5.30 pm – Gathering (walk) with Lleah Smith – H20 Embassy(s) Performative Walk
Let us walk.
Let us shout.
Let us move beyond our human skin.
150 flags have been created by young people inspired by site-specific water bodies and the organisms that live within them. Grounded in the practice of rīvus participant Embassy of the North Sea, together we imagined – What do coral think about? What does a crab desire? How do tadpoles survive in the gutters of Jakarta?
We have built Embassy(s) tied to place that honour these diverse entities. We will bring puddles, pools, swamps, saunas, baths, rock pools, oceans, seas, gutters and so many more watery realms to life through marching together.
Please note: This is a participatory performative walk. You will be expected to chant the names of the newly built embassy(s) with the group.
6–6.30 pm – Knowledge Holders (livestreamed talk) with Caroline Woolard
Caroline Woolard is committed to the solidarity economy considering the different ways we can be in the world, together. Woolard will share her radical practice directly referencing her recent projects Trade School, a self-organised learning community that ran on barter, Making and Being Making and Being a framework for teaching art that emphasizes contemplation, collaboration, and political economy and Art.coop a platform that connects cultural innovators across silos who do not know one another well, but are building the cultural economy they want.
6.45–7.15 pm – Assembly (performance) with Bronwyn Bailey-Charteris – I’m Raining in Your Lungs – A Score for Sensing the Hydrocene
The performance for this week of Assembly will revolve around rain and sensing, it will be an encounter within the space where participation meets precipitation. The performance begins with a reading of rain as the first dance, and then moves into other precipitational parts of the Hydrocene, a term I propose for the dramatic planetary shift towards thinking with and collaborating with water during the current climate crisis.
7–7.45 pm – Wednesdays Up Late at Galleria Campari (live music)
Campari has collaborated with Sydney musician and composer Megan Alice Clune to bring you Wednesdays Up Late at Galleria Campari.
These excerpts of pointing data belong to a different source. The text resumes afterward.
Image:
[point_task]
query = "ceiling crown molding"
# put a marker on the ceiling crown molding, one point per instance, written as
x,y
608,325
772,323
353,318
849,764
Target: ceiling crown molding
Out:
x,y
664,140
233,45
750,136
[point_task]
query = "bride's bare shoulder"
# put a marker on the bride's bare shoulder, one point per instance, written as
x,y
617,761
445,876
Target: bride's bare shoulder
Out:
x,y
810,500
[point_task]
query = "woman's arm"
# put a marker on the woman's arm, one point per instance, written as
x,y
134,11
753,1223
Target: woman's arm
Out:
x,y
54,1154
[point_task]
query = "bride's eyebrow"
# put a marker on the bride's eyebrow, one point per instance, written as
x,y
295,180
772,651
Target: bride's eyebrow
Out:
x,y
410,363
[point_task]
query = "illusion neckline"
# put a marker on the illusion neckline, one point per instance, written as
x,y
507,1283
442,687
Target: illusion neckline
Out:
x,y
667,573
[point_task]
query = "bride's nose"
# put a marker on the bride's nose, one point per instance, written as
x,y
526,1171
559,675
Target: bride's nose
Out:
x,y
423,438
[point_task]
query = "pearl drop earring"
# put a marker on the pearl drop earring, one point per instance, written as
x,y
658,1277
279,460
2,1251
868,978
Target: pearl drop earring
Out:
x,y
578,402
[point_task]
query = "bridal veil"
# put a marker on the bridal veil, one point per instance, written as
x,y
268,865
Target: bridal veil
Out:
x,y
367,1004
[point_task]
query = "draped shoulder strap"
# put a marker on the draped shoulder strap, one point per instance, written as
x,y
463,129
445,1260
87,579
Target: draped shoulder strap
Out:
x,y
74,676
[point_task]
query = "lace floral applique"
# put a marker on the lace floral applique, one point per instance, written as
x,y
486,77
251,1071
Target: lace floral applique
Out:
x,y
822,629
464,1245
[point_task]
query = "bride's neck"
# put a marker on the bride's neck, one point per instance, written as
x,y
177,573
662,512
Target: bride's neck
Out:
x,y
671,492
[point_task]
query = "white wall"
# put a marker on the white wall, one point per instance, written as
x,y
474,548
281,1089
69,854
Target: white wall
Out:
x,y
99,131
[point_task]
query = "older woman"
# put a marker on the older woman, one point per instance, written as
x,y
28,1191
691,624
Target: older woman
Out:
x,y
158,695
Megan has curated a 13 week program of experimental, ambient and new classical music from both emerging and established Sydney/NSW musicians that will be framed with projections by artist, Carla Zimbler. Join us in Galleria Campari and experience the diverse landscape of Sydney and NSW music alongside mesmerising projections.
Performance by MP Hopkins starts at 7.15 pm.
7.45 pm – Projector (film)
O Horizon
2017
81 mins
India
Director: Otolith Group
The title refers to the surface layer of soil, changed in the area around Santiniketan as the result of Tagore’s introduction of new flora in development of the campus. In studying this trajectory, the film extends The Otolith Group’s ongoing consideration of the Anthropocene, a premise that denotes that the current geological age is one wherein human activity spurs the primary changes on climate and the environment. Commissioned by Bauhaus Imaginista and co-produced with the Rubin Museum, with kind support of Project 88. Courtesy of The Otolith Group & LUX, London.